PDSA cycles were implemented. A retrospective audit was performed prior to the implementation of the CFS documentation.

A robust education programme was introduced to all clinical staff in the Emergency Department. Online modules were also available. A second audit as part of PDSA cycle was then performed to assess the intervention.

Results

Pre-intervention and EPR documentation tool only 11% of patients had CFS score.
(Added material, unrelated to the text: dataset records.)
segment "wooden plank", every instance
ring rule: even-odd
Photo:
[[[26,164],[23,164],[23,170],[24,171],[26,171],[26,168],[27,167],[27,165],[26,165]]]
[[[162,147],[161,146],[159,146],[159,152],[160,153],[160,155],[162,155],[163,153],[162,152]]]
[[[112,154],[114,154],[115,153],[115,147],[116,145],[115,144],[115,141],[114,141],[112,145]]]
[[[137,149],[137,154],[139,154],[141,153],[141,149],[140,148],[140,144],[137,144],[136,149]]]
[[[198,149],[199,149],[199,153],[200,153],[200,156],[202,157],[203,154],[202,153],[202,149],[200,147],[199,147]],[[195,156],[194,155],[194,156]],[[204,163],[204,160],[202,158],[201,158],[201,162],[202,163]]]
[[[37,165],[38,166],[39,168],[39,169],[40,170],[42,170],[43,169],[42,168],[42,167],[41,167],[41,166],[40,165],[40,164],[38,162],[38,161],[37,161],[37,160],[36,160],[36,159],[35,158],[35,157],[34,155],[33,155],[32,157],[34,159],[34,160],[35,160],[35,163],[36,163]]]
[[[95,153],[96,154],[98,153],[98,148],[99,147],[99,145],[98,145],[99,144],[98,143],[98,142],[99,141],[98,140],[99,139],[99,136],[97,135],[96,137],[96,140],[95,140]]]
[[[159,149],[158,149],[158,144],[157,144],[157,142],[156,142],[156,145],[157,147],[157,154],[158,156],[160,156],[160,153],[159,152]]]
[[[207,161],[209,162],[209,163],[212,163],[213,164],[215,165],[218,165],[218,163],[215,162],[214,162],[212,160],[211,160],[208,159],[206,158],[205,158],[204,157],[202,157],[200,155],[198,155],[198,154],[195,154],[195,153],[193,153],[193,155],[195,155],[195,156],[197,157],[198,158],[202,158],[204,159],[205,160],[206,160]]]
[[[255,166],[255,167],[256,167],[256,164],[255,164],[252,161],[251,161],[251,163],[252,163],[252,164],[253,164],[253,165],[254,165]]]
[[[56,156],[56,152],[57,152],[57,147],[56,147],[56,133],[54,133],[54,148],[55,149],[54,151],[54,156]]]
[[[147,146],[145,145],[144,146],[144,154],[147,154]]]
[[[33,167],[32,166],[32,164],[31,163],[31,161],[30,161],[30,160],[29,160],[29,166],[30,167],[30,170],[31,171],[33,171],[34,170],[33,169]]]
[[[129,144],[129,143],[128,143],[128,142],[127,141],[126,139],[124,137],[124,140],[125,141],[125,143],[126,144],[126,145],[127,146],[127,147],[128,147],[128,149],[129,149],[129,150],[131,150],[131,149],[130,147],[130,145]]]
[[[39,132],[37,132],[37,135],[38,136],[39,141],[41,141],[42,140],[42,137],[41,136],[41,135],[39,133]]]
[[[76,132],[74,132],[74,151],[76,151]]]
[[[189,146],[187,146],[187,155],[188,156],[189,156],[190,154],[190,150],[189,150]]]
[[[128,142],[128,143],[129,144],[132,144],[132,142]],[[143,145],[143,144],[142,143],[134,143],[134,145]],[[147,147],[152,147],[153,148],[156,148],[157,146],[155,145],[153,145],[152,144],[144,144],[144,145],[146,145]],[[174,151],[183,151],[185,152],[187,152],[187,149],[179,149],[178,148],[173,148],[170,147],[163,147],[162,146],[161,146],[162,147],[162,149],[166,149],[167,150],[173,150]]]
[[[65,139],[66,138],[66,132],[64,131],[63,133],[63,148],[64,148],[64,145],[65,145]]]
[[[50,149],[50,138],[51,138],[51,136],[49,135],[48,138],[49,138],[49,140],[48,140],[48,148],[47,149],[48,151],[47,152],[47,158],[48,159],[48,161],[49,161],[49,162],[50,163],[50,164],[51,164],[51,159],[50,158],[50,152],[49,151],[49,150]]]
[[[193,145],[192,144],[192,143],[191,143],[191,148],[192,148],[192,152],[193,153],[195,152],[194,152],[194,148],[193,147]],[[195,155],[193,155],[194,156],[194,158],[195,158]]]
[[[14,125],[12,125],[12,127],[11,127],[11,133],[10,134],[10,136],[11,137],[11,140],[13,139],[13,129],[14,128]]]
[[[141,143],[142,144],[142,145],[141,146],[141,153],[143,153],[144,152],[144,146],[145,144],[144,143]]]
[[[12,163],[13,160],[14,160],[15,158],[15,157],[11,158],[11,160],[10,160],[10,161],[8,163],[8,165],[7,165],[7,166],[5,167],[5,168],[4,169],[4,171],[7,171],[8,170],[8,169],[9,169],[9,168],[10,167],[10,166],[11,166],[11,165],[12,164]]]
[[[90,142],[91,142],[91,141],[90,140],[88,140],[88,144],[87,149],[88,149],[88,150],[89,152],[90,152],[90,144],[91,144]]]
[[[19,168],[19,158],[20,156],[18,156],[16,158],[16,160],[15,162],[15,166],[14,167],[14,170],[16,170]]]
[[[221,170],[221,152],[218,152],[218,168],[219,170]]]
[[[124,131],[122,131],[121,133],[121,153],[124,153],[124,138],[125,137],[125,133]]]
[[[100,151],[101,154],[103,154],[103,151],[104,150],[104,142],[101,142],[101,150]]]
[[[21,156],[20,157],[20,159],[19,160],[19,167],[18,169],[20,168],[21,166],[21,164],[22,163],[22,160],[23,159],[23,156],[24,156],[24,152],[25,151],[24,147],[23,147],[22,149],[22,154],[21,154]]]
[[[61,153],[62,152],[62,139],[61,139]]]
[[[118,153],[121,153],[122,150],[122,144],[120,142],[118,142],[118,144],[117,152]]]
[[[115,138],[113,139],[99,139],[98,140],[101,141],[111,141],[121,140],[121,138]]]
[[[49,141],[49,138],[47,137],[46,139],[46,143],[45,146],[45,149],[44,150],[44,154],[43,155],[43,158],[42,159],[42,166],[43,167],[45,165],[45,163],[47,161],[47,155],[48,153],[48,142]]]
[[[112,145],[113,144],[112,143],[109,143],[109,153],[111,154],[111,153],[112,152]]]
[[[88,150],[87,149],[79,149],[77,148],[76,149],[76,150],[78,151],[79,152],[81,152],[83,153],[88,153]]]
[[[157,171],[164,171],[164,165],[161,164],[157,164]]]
Following the intervention, 88% of medical staff included the CFS score in their assessment prior to a Frailty team referral and review. The frailty team have observed an increase in referrals.

Conclusions

Early recognition and documentation has enabled improved streaming and review of the correct patients to the frailty unit.  This has enabled Gold Standard of Comprehensive Geriatric Assessment for frailer adults to be completed.  Further PDSA cycles to the effectiveness of the unit are ongoing. Initial data indicates with correct identification and recognition of frailty; the average length of stay has reduced.